Organization Trends

Opening the Books on Government-Funded Arts


Adding to its history of questionable federal grantmaking, the National Foundation on the Arts and Humanities (NFA-H) is once again under scrutiny for its usage of funds. The NFA-H, comprised of the National Endowments for the Arts and Humanities (NEA and NAH) and the Institute of Museum and Library Services, is a veteran of funding controversies spanning from the 1980s to the Obama era, and it has yet to fully clean up its act.

Adam Andrzejewski and Thomas W. Smith of Open the Books, an Illinois-based government spending watchdog, have published a thorough report concerning recent NFA-H grantmaking activity, and the findings are troubling.

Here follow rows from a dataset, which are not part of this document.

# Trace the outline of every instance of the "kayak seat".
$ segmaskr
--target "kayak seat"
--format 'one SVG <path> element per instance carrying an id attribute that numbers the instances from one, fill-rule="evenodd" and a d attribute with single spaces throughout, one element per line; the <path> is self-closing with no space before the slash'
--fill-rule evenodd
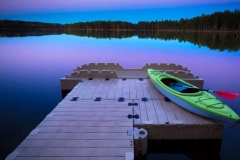
<path id="1" fill-rule="evenodd" d="M 184 90 L 180 91 L 181 93 L 196 93 L 199 90 L 194 89 L 194 88 L 185 88 Z"/>

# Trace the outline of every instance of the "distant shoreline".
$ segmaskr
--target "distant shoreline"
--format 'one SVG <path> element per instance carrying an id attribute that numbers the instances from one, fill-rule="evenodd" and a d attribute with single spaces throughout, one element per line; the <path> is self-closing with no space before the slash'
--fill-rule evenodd
<path id="1" fill-rule="evenodd" d="M 14 31 L 109 31 L 109 32 L 186 32 L 186 33 L 240 33 L 239 30 L 176 30 L 176 29 L 49 29 L 49 28 L 41 28 L 41 29 L 19 29 L 19 28 L 0 28 L 0 30 L 14 30 Z"/>

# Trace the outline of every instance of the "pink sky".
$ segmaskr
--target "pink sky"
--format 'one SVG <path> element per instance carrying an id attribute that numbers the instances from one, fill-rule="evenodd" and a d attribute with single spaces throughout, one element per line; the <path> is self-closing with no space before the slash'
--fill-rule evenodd
<path id="1" fill-rule="evenodd" d="M 0 13 L 139 9 L 229 2 L 240 0 L 1 0 Z"/>

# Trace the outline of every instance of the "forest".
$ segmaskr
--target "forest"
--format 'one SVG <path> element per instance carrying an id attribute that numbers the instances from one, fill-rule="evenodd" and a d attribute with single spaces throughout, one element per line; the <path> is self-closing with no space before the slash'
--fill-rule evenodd
<path id="1" fill-rule="evenodd" d="M 240 31 L 240 10 L 215 12 L 210 15 L 197 16 L 191 19 L 162 21 L 140 21 L 137 24 L 123 21 L 93 21 L 73 24 L 41 23 L 0 20 L 0 29 L 21 30 L 134 30 L 134 31 Z"/>
<path id="2" fill-rule="evenodd" d="M 240 50 L 240 11 L 202 14 L 179 21 L 138 22 L 94 21 L 55 24 L 0 20 L 0 37 L 43 36 L 67 34 L 93 38 L 151 38 L 178 40 L 206 46 L 212 50 Z"/>

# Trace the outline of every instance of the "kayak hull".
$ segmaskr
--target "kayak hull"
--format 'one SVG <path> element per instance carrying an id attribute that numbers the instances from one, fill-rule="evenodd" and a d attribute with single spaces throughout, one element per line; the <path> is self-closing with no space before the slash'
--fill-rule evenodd
<path id="1" fill-rule="evenodd" d="M 181 87 L 167 86 L 163 80 L 174 80 L 176 84 L 184 85 L 191 88 L 197 88 L 177 77 L 168 75 L 163 72 L 158 72 L 153 69 L 148 69 L 148 75 L 154 86 L 168 99 L 176 103 L 180 107 L 219 121 L 224 125 L 233 125 L 239 122 L 240 117 L 231 110 L 226 104 L 222 103 L 215 96 L 206 91 L 198 91 L 196 93 L 181 93 Z M 227 114 L 225 114 L 226 112 Z"/>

According to Open the Books, the NFA-H doled out a staggering $446 million to nonprofits, governments, higher education institutions, and Indian tribes in 2016 alone. Nearly 2,100 nonprofits received NFA-H grants totaling some $146 million. Of that sum, $22 million was granted to 120 nonprofits, each which boasts at least $100 million in assets—and a few over $1 billion in owned assets. Taken together, the combined assets of these 120 nonprofits reach nearly $50 billion.

And what are these grants funding? Writing in the Wall Street Journal, Roger Kimball reveals how the NFA-H is abusing taxpayer money to fund groups that produce “inane” and morally “repellent” projects. For instance, the NFA-H provided a $10,000 grant for people to spend time cactus-watching in Tuscon, Arizona in 2016. It is hard to imagine that the average taxpaying citizen would be content paying for people to mindlessly stare at a saguaro cactus in the middle of a desert, under the guise of providing people an opportunity to learn more about themselves.

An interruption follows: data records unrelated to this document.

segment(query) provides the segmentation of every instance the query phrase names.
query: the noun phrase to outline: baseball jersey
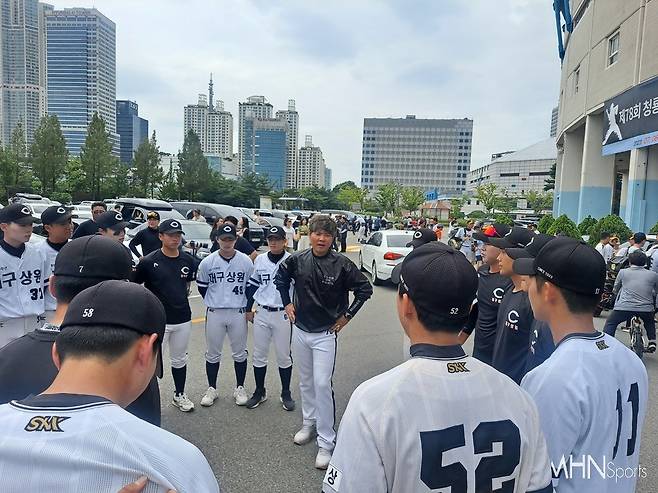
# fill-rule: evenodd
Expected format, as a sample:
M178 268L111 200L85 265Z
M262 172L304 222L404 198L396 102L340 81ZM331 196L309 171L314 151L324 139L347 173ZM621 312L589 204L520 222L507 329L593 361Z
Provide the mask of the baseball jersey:
M0 320L41 315L48 290L48 263L34 245L25 249L0 243Z
M199 264L196 283L207 288L203 297L208 308L244 308L247 306L246 287L254 263L242 252L235 251L225 259L219 251L211 253Z
M352 394L325 493L552 491L526 392L461 346L415 344L411 354Z
M254 293L254 299L260 306L269 306L280 308L283 306L279 290L274 284L274 277L279 270L279 265L284 262L290 254L284 252L283 256L276 262L272 262L270 254L262 253L254 261L254 272L249 278L249 284L257 287ZM293 287L290 286L290 296L292 297Z
M219 492L191 443L103 397L31 396L0 406L2 491L119 491L142 475L145 493Z
M642 361L600 332L568 335L525 376L521 387L537 403L557 491L635 491L647 385Z

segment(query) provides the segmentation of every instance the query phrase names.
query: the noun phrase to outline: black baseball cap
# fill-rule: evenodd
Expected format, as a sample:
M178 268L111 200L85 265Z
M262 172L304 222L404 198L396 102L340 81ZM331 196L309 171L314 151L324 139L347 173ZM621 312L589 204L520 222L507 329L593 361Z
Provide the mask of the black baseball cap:
M158 216L159 218L160 216ZM178 219L165 219L160 223L158 226L158 232L163 233L163 234L172 234L172 233L183 233L185 234L185 231L183 231L183 225L180 223Z
M414 239L407 246L416 248L430 241L436 241L436 233L429 228L420 228L414 232Z
M34 221L36 219L32 216L32 210L25 204L11 204L0 210L0 223L27 226Z
M71 219L71 210L61 205L51 205L41 213L43 224L67 223Z
M83 236L69 241L57 254L53 274L86 279L128 279L132 257L128 249L105 236Z
M509 234L510 227L503 223L493 223L482 228L481 231L473 233L473 238L484 243L489 243L491 238L502 238Z
M96 220L99 228L119 230L128 226L128 221L123 220L123 214L117 211L103 212Z
M535 233L527 228L514 226L502 238L491 237L489 243L497 248L525 248Z
M455 323L468 317L478 286L477 273L466 256L438 241L414 248L400 269L393 270L391 280L402 285L414 305ZM439 287L441 296L437 296Z
M117 310L117 307L121 309ZM151 291L140 284L110 280L87 288L73 298L60 328L109 326L145 335L157 334L160 348L156 375L162 378L162 340L166 322L164 307Z
M585 295L603 292L605 260L584 241L559 236L545 244L536 258L514 261L514 272L541 276L556 286Z
M277 240L285 240L286 232L283 230L283 228L280 228L279 226L272 226L270 229L267 230L267 234L265 235L265 238L266 239L275 238Z
M217 235L217 238L230 238L232 240L235 240L238 237L237 230L235 229L235 226L231 223L224 223L221 225L219 228L219 234Z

When the NFA-H chooses not to fund activities which are effectively devoid of meaning or benefit, it still manages to draw attention for other shameful grantmaking endeavors. In the previous administration, writes Meghan Keane in the November 2009 issue of Organization Trends, the NFA-H was aggressive about using arts funding to put forth a particular point of view on public policy issues.  After receiving $50 million in arts funding in the 2010 stimulus package:

[The NFA-H was] eager to promote government involvement in setting the arts agenda—especially in creating art that promotes the Obama administration. NEA supporters seem more than happy to use the agency to encourage artists to create political advocacy artwork.

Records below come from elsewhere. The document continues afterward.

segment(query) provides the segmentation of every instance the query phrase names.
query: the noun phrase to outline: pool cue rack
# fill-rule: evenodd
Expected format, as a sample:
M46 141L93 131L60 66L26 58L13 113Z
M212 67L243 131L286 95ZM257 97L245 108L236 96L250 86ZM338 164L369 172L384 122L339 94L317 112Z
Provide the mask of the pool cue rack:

If the National Foundation for the Arts and Humanities wants to continue receiving taxpayer money, it should refocus its efforts away from meaningless, wasteful, and partisan endeavors and toward those that fit what Congress had in mind when it established the NFA-H in 1965:

An advanced civilization must not limit its efforts to science and technology alone, but must give full value and support to the other great branches of scholarly and cultural activity in order to achieve a better understanding of the past, a better analysis of the present, and a better view of the future.

If not, adds Kimball, Congress could pass the president’s proposed 2018 budget or a similar bill and easily slash funding to the NFA-H, ending its campaign of widespread “political propaganda.”